I consumatori italiani sono molto attenti non solo al rapporto qualità-prezzo, come avveniva in passato, ma anche ad altri fattori che reputano importanti quando vanno a fare la spesa: innanzitutto la trasparenza degli alimenti che portano a casa, sia in merito alla sua provenienza, sia in merito alla lista di ingredienti, importante per il 94,4%, senza dimenticare la tutela della salute (84,6%), l'eticità di produzione (83,5%), oltre che la funzionalità (88,4%), dal momento che amiamo i cibi pratici, funzionali e non troppo complicati. Solo l'1% degli italiani considera unicamente il prezzo quando va a scegliere il cibo, contro il 30% della media del resto del mondo, mentre il 69,9 per cento proprio non ci fa caso.
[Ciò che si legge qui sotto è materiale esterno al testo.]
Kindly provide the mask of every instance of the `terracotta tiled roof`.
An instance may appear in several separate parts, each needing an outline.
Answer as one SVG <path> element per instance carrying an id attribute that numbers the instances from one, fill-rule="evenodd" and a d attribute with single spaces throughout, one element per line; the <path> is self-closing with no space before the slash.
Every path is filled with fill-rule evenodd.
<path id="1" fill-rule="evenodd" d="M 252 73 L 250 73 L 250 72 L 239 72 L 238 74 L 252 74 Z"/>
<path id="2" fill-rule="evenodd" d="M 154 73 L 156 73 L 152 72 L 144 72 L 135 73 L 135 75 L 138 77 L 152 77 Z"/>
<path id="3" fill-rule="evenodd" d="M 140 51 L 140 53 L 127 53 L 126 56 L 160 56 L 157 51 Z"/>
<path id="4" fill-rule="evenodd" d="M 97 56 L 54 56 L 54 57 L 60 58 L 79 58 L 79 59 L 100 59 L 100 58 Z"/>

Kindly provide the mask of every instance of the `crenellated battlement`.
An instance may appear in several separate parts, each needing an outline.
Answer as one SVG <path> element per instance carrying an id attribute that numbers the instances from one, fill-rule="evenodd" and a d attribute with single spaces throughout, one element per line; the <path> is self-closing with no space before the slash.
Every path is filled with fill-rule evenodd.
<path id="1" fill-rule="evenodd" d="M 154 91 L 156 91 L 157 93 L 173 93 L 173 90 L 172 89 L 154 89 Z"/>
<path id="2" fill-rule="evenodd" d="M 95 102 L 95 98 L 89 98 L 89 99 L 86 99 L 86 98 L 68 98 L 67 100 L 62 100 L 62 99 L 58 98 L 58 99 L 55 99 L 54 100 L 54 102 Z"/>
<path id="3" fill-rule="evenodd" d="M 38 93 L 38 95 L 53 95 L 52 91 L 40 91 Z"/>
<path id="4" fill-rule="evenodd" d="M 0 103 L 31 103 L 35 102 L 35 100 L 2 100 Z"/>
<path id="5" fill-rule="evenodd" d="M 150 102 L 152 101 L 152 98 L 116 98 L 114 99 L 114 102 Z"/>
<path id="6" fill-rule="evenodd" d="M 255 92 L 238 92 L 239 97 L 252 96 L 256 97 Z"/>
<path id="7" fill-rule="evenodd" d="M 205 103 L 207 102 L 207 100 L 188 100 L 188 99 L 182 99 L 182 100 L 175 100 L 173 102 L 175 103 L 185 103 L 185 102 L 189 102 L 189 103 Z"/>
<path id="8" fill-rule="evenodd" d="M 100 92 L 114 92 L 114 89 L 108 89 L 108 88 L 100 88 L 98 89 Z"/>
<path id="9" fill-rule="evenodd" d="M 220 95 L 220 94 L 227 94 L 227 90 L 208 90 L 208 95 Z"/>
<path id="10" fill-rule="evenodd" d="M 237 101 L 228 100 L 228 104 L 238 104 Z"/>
Gli italiani attribuiscono molta importanza alla provenienza dei prodotti (85,5%), prediligendo i cibi simbolo di italianità, prodotti nel nostro paese e con ingredienti nostrani, ma devono anche essere di qualità e aver superato i più rigidi controlli di sicurezza. Cresce anche molto la richiesta di "alimenti senza" (per esempio senza zuccheri, senza glutine, ecc), per questioni di salute e/o dieta, e gli "alimenti con" (ad esempio ricchi di calcio e Omega 3).

Spesso gli italiani si rivolgono a marche di fiducia, in grado di racchiudere tutti gli aspetti ritenuti più importanti nella scelta degli alimenti, come sicurezza, qualità, Made in Italy: il 67% degli italiani è anche disposto a pagare qualcosa in più per affidarsi a brand che possano garantire tutto questo. Ma dove si informa la maggior parte degli italiani sul cibo che porta a casa? La fonte primaria di informazione alimentare è proprio internet.

Un quadro chiaro quello che è emerso, come spiegato da Massimo Ferro, Direttore Corporate Strategy di Nestlé in Italia:

La ricerca Censis fotografa in maniera chiara la complessità di quello che sta accadendo oggi, in un mercato che risponde ancora a logiche consolidate ma vede affermarsi contemporaneamente fenomeni del tutto nuovi. Nuovi modelli organizzativi, ad esempio, a servizio della multicanalità, dove il ruolo della marca è inevitabilmente destinato a cambiare. Ma anche nuovi prodotti, in linea con l’evoluzione del gusto e delle necessità, e nuove tecnologie produttive. Stiamo assistendo a cambiamenti molto veloci e la sfida sarà saper rispondere in modo adeguato alle mutevoli richieste dei consumatori. La ricerca evidenzia poi l’importanza che l’italianità riveste nelle scelte alimentari; con orgoglio possiamo dire che Nestlé Italiana sta già puntando con forza alle eccellenze del Made in Italy. Abbiamo cominciato con l’acqua S.Pellegrino®, oggi un simbolo dell’Italia nel mondo, e proseguito dallo scorso anno con Baci® Perugina® , investendo per farne un simbolo del cioccolato Made in Italy nel mondo. La nostra prossima sfida sarà fare dello stabilimento Buitoni di Benevento un hub internazionale dedicato allo sviluppo di competenze e alla produzione della pizza. Tutto questo è possibile grazie ad un piano industriale fatto di innovazione tecnologica, investimenti, una visione di lungo periodo e un team agile e preparato che possa realizzarlo.